In a neighborhood as lively and culturally-diverse as the Mission District, social distancing has certainly been a difficult adjustment. The Mission District is home to a wide variety of restaurants, bars and shops, with working-class residents making up most of the employees at these essential businesses. These businesses have remained open during the pandemic to keep the community alive and connected, and to retain a source of income and avoid permanently closing down.
“Staying at home is a privilege. Social distancing is a privilege,” wrote Charles M. Blow in The New York Times. “The people who can’t must make terrible choices: stay home and risk starvation or go to work and risk contagion.”
Everyone with diabetes in the United States has experienced the added weight of what “employment” means. A job is not just a job—a job is earned wages that are going directly to the cost of medication, appointment copays, or the purchase of a health insurance plan. A job is the ticket to employer-sponsored health insurance to make the basic necessities possible. Without insurance, the cost of diabetes in the United States can be financially overwhelming. Patient assistance programs exist to help with the cost of supplies, but there are gaps and hurdles (such as extreme cost or the life-threatening health effects of not being able to access an essential drug like insulin). People who are undocumented are most affected by this crisis because they have limited access to employer-based health insurance and are not eligible for federal stimulus money.
As we’ve seen throughout issues of health and healthcare disparities, coronavirus rates also play out along racial lines: 95 percent of those who tested positive in the Mission District (workers and residents) were Latinx, even though this group made up only 44 percent of the total population tested. A report from the Economic Policy Institute confirms that Black and Hispanic workers are much less likely to be able to work from home. What happens to those facing multiple challenges of exposure and risk, particularly while also trying to manage a chronic health condition like diabetes?
For CBS news in mid-June, Lina Washington shared the heartbreaking story of her father Robert Washington’s death from COVID-19. Robert was a 68-year-old Arizona resident with diabetes, employed at a casino where customers were not required to wear face masks. He returned to work in mid-May and died less than a month later from COVID-19.
“My dad called me on May 16 fearing for his safety,” Lina tweeted. “He said no one was social distancing and few wore masks.” But, as the CBS article explains, Robert needed health benefits and a paycheck to cover the cost of insulin, rent and life insurance. Not going to work was not an option, but the lack of protective measures at his place of work cost him his life.

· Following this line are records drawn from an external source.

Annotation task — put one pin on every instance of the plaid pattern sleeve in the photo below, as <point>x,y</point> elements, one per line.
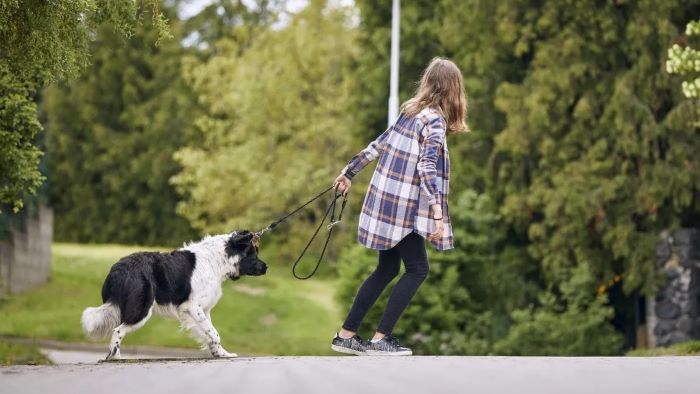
<point>433,139</point>
<point>365,156</point>
<point>412,173</point>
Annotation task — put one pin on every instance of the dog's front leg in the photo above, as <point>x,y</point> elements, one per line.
<point>205,326</point>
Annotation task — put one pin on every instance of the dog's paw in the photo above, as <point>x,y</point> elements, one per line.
<point>113,355</point>
<point>223,354</point>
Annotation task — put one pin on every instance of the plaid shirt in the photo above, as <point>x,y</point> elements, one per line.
<point>412,173</point>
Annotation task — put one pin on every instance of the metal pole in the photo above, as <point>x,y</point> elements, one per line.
<point>394,78</point>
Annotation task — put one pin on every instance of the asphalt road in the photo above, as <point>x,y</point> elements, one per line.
<point>336,375</point>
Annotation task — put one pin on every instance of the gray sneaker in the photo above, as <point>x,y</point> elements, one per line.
<point>354,345</point>
<point>387,346</point>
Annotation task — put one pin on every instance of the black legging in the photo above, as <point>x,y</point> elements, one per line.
<point>411,250</point>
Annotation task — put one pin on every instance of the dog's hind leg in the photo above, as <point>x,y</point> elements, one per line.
<point>199,323</point>
<point>135,309</point>
<point>120,332</point>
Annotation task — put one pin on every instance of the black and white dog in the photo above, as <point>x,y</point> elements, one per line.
<point>184,284</point>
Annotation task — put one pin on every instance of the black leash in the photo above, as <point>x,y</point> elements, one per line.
<point>333,222</point>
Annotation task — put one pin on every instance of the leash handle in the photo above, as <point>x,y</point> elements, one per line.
<point>331,209</point>
<point>272,225</point>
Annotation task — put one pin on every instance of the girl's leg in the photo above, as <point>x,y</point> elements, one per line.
<point>387,269</point>
<point>415,258</point>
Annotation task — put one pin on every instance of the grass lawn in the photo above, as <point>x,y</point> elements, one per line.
<point>272,314</point>
<point>13,354</point>
<point>690,348</point>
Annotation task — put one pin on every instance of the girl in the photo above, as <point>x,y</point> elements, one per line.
<point>406,202</point>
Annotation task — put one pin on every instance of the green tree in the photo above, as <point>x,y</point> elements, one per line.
<point>111,135</point>
<point>686,61</point>
<point>41,42</point>
<point>277,125</point>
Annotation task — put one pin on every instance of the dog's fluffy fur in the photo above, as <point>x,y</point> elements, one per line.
<point>184,284</point>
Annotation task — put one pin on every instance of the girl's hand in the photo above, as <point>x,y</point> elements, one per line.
<point>439,229</point>
<point>342,183</point>
<point>436,211</point>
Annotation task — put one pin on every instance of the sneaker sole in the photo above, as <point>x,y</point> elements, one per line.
<point>381,353</point>
<point>345,350</point>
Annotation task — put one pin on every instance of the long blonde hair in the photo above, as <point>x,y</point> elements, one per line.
<point>441,88</point>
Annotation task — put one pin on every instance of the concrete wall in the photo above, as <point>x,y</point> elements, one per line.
<point>25,259</point>
<point>673,315</point>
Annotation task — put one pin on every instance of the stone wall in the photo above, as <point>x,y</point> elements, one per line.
<point>25,258</point>
<point>673,315</point>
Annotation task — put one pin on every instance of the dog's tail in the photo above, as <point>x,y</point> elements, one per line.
<point>99,322</point>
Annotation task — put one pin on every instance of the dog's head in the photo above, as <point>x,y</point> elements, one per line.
<point>242,246</point>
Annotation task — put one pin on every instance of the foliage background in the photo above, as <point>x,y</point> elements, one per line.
<point>583,146</point>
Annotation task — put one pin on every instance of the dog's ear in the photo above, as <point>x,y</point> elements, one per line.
<point>238,242</point>
<point>241,237</point>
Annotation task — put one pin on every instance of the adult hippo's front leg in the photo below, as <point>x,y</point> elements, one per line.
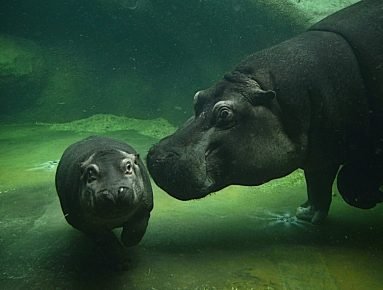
<point>319,194</point>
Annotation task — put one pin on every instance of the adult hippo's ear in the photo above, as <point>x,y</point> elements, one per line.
<point>260,97</point>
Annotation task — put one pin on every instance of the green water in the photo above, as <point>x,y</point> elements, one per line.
<point>235,239</point>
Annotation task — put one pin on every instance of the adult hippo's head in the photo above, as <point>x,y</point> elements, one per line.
<point>236,136</point>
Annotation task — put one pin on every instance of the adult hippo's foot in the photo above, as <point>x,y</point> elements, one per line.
<point>308,213</point>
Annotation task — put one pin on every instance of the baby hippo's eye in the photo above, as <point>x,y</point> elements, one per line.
<point>223,114</point>
<point>128,168</point>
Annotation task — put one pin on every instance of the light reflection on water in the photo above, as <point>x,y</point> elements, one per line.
<point>282,219</point>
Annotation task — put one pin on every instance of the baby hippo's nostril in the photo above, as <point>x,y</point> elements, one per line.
<point>107,196</point>
<point>122,190</point>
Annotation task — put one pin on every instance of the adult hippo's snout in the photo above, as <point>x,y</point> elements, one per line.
<point>183,175</point>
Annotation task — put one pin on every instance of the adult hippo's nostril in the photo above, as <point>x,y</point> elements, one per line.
<point>107,196</point>
<point>157,157</point>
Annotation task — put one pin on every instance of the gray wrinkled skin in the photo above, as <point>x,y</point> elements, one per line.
<point>313,102</point>
<point>102,184</point>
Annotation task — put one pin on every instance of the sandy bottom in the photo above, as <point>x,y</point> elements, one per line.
<point>239,238</point>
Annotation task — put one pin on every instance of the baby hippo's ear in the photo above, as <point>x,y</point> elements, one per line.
<point>261,97</point>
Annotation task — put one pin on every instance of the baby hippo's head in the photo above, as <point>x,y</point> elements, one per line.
<point>111,183</point>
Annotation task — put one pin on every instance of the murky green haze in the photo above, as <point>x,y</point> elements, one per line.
<point>140,63</point>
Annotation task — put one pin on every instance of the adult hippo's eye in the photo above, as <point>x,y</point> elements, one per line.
<point>91,174</point>
<point>223,114</point>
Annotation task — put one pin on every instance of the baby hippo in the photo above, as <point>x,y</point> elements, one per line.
<point>102,184</point>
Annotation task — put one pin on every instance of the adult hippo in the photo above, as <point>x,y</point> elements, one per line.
<point>313,102</point>
<point>102,184</point>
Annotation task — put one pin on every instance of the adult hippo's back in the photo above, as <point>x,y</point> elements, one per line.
<point>102,184</point>
<point>313,102</point>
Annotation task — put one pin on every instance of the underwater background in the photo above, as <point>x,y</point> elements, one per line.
<point>128,69</point>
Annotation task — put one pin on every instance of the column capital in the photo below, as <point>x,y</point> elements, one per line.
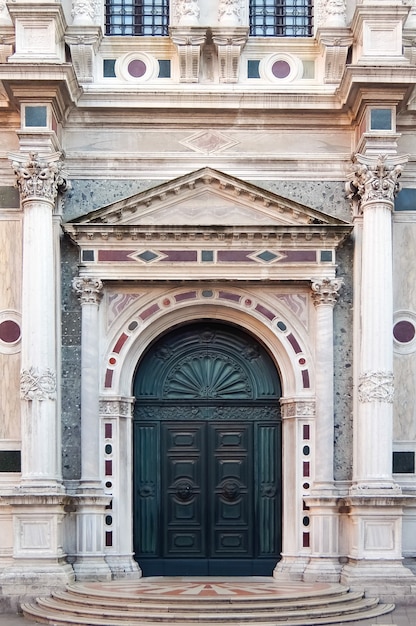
<point>89,290</point>
<point>325,291</point>
<point>38,177</point>
<point>374,179</point>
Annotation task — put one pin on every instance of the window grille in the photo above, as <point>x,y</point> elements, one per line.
<point>137,17</point>
<point>281,18</point>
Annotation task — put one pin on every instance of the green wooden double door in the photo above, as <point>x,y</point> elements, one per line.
<point>207,455</point>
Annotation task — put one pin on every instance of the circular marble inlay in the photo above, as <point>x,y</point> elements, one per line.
<point>404,331</point>
<point>137,68</point>
<point>281,69</point>
<point>9,331</point>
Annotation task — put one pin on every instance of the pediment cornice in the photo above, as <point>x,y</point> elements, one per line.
<point>199,200</point>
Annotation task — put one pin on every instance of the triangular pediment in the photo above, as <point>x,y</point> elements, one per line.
<point>206,197</point>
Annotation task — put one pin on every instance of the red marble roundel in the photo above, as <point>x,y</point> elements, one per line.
<point>281,69</point>
<point>9,331</point>
<point>136,68</point>
<point>404,331</point>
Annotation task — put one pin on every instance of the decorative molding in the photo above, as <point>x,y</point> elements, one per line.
<point>229,12</point>
<point>114,408</point>
<point>89,290</point>
<point>40,178</point>
<point>296,408</point>
<point>333,13</point>
<point>83,44</point>
<point>325,291</point>
<point>374,179</point>
<point>187,12</point>
<point>37,385</point>
<point>188,42</point>
<point>229,44</point>
<point>376,387</point>
<point>84,11</point>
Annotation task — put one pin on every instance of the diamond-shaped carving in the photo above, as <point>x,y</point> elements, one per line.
<point>147,256</point>
<point>208,141</point>
<point>266,256</point>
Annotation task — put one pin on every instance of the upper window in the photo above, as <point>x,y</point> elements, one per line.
<point>137,17</point>
<point>281,18</point>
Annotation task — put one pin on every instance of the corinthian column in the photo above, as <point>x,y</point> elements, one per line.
<point>324,295</point>
<point>39,181</point>
<point>89,291</point>
<point>374,185</point>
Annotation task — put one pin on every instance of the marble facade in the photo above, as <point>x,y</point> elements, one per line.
<point>217,188</point>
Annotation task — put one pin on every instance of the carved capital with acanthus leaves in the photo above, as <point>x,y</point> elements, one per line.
<point>376,387</point>
<point>326,291</point>
<point>89,290</point>
<point>38,177</point>
<point>374,179</point>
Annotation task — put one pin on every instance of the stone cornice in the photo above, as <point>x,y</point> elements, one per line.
<point>304,237</point>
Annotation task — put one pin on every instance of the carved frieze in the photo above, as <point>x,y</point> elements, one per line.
<point>37,384</point>
<point>326,291</point>
<point>114,408</point>
<point>374,179</point>
<point>89,290</point>
<point>376,387</point>
<point>39,178</point>
<point>298,408</point>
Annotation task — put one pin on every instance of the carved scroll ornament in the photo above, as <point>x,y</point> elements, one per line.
<point>374,179</point>
<point>89,290</point>
<point>38,178</point>
<point>37,385</point>
<point>325,291</point>
<point>376,387</point>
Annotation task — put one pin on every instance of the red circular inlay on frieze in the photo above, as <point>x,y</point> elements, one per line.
<point>136,68</point>
<point>281,69</point>
<point>9,331</point>
<point>404,331</point>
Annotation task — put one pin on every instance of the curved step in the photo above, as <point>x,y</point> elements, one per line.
<point>206,602</point>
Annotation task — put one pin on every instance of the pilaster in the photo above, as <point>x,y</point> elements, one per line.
<point>298,433</point>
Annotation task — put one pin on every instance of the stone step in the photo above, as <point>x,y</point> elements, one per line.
<point>60,618</point>
<point>163,603</point>
<point>203,603</point>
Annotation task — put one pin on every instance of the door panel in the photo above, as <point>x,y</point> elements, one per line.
<point>183,489</point>
<point>207,455</point>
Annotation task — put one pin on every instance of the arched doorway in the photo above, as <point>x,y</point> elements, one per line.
<point>207,454</point>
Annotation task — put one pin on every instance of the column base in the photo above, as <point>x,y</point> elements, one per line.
<point>26,581</point>
<point>92,569</point>
<point>390,581</point>
<point>323,569</point>
<point>290,568</point>
<point>123,566</point>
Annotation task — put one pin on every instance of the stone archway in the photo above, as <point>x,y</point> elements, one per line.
<point>207,454</point>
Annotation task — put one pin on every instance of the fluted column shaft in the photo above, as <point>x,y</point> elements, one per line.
<point>39,181</point>
<point>324,294</point>
<point>89,291</point>
<point>374,186</point>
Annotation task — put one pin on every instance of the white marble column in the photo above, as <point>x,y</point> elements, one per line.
<point>375,184</point>
<point>39,181</point>
<point>89,291</point>
<point>324,295</point>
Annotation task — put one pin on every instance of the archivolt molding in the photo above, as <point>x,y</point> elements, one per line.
<point>266,318</point>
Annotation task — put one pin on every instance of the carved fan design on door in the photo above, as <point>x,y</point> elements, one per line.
<point>207,375</point>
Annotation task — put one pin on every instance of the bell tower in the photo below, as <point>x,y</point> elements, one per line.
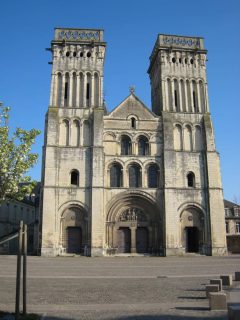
<point>72,154</point>
<point>77,72</point>
<point>192,176</point>
<point>178,75</point>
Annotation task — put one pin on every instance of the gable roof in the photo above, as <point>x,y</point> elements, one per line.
<point>132,105</point>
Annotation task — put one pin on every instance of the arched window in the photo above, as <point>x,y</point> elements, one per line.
<point>64,133</point>
<point>74,90</point>
<point>188,138</point>
<point>96,90</point>
<point>133,123</point>
<point>143,146</point>
<point>86,133</point>
<point>153,176</point>
<point>75,136</point>
<point>126,145</point>
<point>59,90</point>
<point>135,177</point>
<point>66,91</point>
<point>74,178</point>
<point>177,137</point>
<point>116,175</point>
<point>191,180</point>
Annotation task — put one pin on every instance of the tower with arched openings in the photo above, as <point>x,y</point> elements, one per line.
<point>130,181</point>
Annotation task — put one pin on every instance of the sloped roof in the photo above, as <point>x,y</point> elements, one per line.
<point>132,105</point>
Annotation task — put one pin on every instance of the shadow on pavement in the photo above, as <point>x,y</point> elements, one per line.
<point>149,317</point>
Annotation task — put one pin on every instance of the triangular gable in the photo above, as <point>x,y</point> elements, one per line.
<point>132,105</point>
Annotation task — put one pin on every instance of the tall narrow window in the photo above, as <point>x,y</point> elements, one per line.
<point>59,90</point>
<point>133,123</point>
<point>237,227</point>
<point>191,180</point>
<point>143,146</point>
<point>74,178</point>
<point>74,90</point>
<point>96,90</point>
<point>135,178</point>
<point>66,91</point>
<point>116,176</point>
<point>227,227</point>
<point>175,98</point>
<point>194,101</point>
<point>88,91</point>
<point>153,176</point>
<point>126,146</point>
<point>64,133</point>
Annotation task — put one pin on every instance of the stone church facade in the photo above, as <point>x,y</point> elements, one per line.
<point>131,180</point>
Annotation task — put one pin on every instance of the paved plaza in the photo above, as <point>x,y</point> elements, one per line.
<point>118,287</point>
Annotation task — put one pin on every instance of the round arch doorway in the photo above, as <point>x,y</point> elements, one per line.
<point>74,227</point>
<point>134,225</point>
<point>192,230</point>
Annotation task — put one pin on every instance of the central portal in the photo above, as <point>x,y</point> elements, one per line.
<point>142,240</point>
<point>124,240</point>
<point>133,225</point>
<point>74,239</point>
<point>192,239</point>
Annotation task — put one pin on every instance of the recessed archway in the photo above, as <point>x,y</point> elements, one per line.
<point>74,230</point>
<point>134,225</point>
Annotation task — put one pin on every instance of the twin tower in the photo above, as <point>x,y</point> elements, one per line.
<point>130,181</point>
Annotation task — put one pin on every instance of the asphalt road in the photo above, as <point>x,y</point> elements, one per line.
<point>117,287</point>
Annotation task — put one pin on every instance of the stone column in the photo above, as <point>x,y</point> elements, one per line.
<point>101,90</point>
<point>63,90</point>
<point>77,90</point>
<point>186,96</point>
<point>180,108</point>
<point>84,89</point>
<point>167,106</point>
<point>133,239</point>
<point>164,95</point>
<point>53,88</point>
<point>92,100</point>
<point>191,97</point>
<point>70,90</point>
<point>173,108</point>
<point>206,104</point>
<point>199,98</point>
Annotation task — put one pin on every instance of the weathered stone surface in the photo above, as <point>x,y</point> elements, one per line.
<point>217,301</point>
<point>217,281</point>
<point>234,312</point>
<point>226,279</point>
<point>237,276</point>
<point>178,138</point>
<point>211,288</point>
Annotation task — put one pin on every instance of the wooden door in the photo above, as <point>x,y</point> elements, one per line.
<point>74,239</point>
<point>124,240</point>
<point>142,240</point>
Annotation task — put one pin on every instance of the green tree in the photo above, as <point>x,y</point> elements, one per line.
<point>15,159</point>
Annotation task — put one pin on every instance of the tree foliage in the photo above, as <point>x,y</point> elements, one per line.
<point>15,159</point>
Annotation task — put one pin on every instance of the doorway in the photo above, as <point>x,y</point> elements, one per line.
<point>74,240</point>
<point>192,239</point>
<point>142,240</point>
<point>124,240</point>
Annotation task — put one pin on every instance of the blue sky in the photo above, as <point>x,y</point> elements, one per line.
<point>131,28</point>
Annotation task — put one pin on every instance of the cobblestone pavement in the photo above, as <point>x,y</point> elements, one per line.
<point>117,288</point>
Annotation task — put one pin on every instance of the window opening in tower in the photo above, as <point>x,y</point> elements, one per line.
<point>194,101</point>
<point>175,98</point>
<point>66,91</point>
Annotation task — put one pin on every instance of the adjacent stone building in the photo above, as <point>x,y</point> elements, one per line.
<point>14,211</point>
<point>130,180</point>
<point>232,217</point>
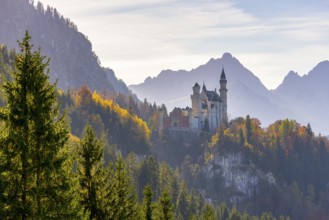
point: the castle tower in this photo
(223, 95)
(196, 104)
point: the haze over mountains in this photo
(73, 62)
(302, 98)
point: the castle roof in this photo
(223, 76)
(212, 95)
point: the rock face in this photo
(246, 94)
(72, 61)
(243, 178)
(304, 99)
(308, 96)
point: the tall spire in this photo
(222, 76)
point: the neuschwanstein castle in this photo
(209, 110)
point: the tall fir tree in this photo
(148, 206)
(33, 140)
(122, 198)
(166, 207)
(91, 174)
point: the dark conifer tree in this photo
(33, 140)
(166, 207)
(147, 203)
(122, 195)
(91, 174)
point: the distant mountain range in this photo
(305, 99)
(72, 62)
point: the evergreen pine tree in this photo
(166, 206)
(91, 174)
(148, 206)
(33, 140)
(122, 197)
(248, 129)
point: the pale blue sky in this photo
(139, 38)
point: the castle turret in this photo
(223, 95)
(196, 104)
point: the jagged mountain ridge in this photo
(246, 93)
(73, 63)
(308, 95)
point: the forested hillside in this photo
(73, 61)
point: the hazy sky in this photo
(139, 38)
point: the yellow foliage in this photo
(123, 114)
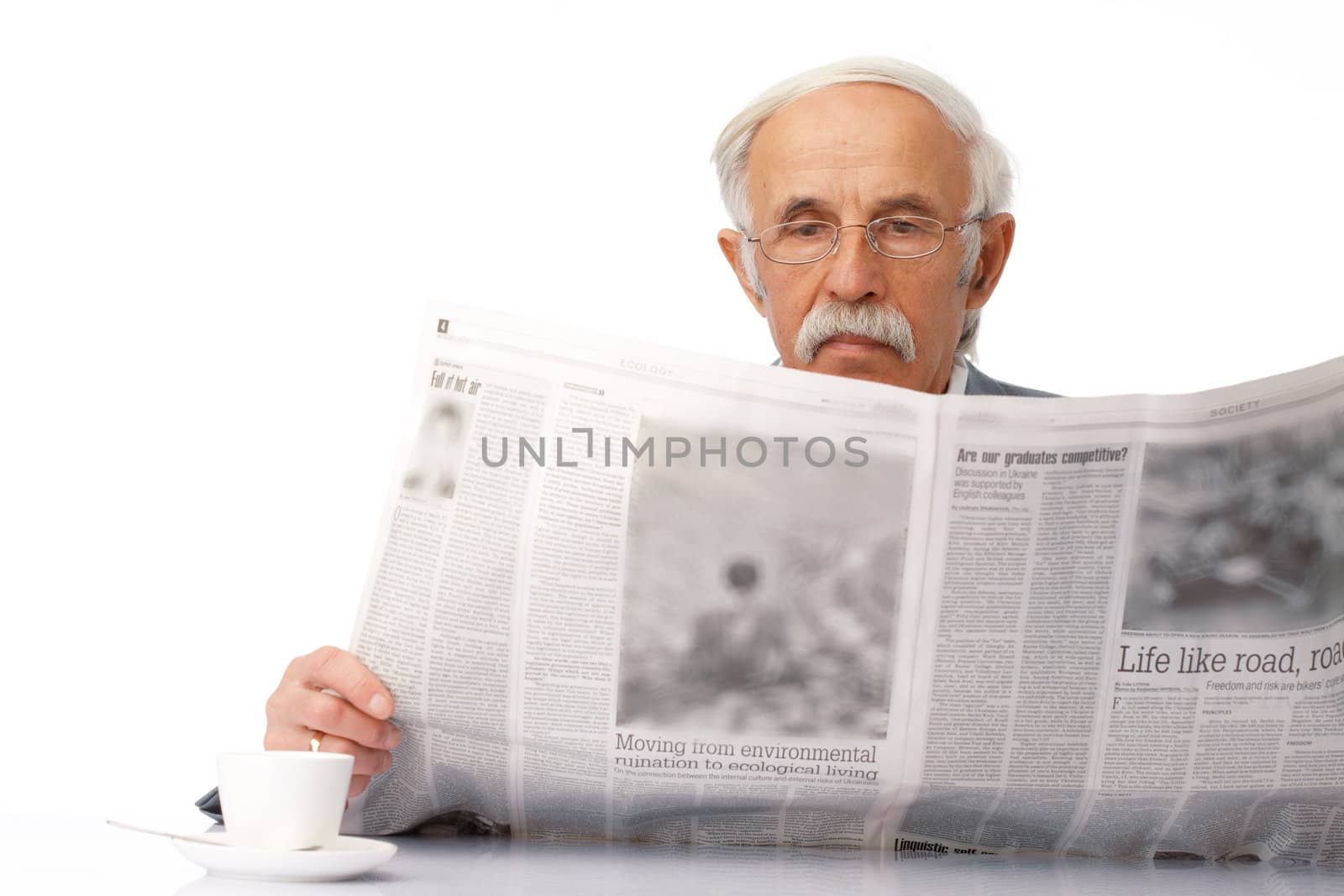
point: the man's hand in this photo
(355, 723)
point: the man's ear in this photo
(732, 244)
(995, 244)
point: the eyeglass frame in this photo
(867, 233)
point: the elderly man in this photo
(877, 210)
(877, 207)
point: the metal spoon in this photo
(194, 840)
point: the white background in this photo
(219, 223)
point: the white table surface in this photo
(53, 855)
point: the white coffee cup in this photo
(284, 799)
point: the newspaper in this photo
(625, 591)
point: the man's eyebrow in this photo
(913, 203)
(799, 203)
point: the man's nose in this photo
(855, 271)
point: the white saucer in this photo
(349, 857)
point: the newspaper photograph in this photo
(627, 591)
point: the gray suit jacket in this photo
(980, 385)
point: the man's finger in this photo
(333, 715)
(367, 762)
(346, 674)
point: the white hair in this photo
(991, 170)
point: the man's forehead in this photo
(880, 140)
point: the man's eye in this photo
(898, 228)
(806, 230)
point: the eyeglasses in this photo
(801, 242)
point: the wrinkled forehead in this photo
(853, 149)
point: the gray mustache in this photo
(880, 322)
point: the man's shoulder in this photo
(980, 385)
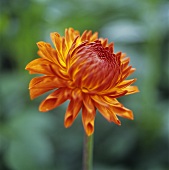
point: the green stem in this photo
(88, 153)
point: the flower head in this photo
(85, 70)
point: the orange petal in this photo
(41, 66)
(131, 89)
(88, 103)
(54, 99)
(88, 120)
(108, 113)
(123, 112)
(72, 112)
(125, 83)
(40, 85)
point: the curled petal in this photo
(88, 103)
(43, 66)
(72, 112)
(55, 99)
(40, 85)
(88, 120)
(123, 112)
(131, 89)
(108, 113)
(125, 83)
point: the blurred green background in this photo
(30, 140)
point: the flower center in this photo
(103, 53)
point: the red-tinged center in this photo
(103, 53)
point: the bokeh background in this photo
(30, 140)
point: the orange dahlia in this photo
(85, 70)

For people with diabetes, consistent and affordable access to medication, technology and care is imperative. This access falls along racial lines, with Black, Latinx and Indigenous communities experiencing crises of unemployment and COVID-19 diagnoses at disproportionately high rates due to systemic racism. Until we can keep each of us safe, none of us is safe. If you live with diabetes and are not able to work safely, know your rights. If you are able to work safely, lend your voice to Congress. Let them know that we need to protect workers with diabetes.